自動車部品において、不釣合い力は振動や騒音の原因となり、乗り心地や耐久性に悪影響を及ぼします。特に、高速回転する部品では、わずかな不釣合いでも大きな振動につながるため、適切な対策が必要です。 ここでは、自動車部品における不釣合い力対策として、主にバランス調整と軽量化の2つの観点から解説します。
まず、バランス調整は、回転体の質量分布を均等にすることで、不釣合い力を低減する技術です。タイヤやホイールなどでは、専用の機械を用いてバランスウェイトを取り付けることで、回転時の振動を抑制しています。 また、エンジン部品などでは、製造段階で精密な加工や組立を行うことで、バランスの崩れを最小限に抑えています。
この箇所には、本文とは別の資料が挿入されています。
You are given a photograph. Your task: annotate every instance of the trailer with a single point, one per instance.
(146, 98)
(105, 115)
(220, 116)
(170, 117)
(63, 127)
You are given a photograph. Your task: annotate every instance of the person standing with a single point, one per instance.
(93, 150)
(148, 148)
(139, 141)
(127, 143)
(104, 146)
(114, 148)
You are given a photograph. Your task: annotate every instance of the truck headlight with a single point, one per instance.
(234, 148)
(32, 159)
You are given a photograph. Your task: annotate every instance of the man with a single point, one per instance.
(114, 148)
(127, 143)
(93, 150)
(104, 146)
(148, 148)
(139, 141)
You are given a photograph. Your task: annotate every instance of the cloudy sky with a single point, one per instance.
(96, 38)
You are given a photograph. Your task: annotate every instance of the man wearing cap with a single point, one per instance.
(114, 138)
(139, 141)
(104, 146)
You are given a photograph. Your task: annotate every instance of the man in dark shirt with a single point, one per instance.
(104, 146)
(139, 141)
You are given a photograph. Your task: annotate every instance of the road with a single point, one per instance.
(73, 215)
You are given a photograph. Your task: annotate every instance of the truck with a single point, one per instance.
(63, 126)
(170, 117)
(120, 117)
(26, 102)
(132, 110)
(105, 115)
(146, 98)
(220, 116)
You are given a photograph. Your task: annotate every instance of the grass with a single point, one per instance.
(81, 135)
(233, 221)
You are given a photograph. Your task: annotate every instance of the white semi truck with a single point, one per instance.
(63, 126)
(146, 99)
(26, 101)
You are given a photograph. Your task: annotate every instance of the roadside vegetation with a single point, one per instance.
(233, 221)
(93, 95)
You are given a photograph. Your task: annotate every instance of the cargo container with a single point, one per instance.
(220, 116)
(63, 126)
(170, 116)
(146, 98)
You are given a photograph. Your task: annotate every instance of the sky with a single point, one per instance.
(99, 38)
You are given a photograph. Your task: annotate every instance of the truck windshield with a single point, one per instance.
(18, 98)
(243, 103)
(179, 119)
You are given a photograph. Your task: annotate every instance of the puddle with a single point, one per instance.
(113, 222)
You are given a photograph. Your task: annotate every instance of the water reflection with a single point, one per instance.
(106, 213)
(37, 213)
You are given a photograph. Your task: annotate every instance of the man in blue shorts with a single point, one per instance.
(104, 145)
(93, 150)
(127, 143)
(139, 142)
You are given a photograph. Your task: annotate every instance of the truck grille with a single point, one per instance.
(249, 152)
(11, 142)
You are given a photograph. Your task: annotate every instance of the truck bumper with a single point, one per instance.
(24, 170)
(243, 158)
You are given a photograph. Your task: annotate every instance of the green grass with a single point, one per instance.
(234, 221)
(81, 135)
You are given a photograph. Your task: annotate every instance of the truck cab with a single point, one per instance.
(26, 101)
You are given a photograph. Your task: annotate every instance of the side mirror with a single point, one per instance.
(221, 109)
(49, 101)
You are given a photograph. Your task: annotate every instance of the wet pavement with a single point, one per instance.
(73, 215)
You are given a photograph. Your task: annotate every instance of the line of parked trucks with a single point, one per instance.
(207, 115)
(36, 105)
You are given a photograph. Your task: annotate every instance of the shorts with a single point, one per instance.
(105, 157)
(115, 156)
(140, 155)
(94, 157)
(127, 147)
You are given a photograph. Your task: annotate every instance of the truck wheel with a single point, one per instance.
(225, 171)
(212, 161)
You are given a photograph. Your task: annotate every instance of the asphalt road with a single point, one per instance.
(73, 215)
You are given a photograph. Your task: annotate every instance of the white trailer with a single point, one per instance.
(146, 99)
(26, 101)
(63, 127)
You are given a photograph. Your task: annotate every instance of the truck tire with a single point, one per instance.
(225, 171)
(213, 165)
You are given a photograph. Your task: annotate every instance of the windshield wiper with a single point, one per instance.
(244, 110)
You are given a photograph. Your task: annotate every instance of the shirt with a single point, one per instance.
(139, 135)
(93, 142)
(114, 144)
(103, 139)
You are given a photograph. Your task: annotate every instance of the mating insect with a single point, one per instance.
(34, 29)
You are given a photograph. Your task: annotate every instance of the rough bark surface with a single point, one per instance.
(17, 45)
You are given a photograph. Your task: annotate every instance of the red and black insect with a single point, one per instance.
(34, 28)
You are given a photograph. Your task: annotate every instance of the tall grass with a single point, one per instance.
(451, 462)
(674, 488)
一方、軽量化は、部品の質量自体を減らすことで、不釣合い力を低減するアプローチです。 近年では、炭素繊維強化プラスチックなどの軽量素材が自動車部品に採用されるケースが増えており、更なる軽量化による振動低減が期待されています。
このように、自動車部品における不釣合い力対策は、快適な乗り心地や高い耐久性を実現するために欠かせないものです。今後も、素材技術や加工技術の進化により、更なる高精度化、軽量化が進み、自動車の性能向上に貢献していくと考えられます。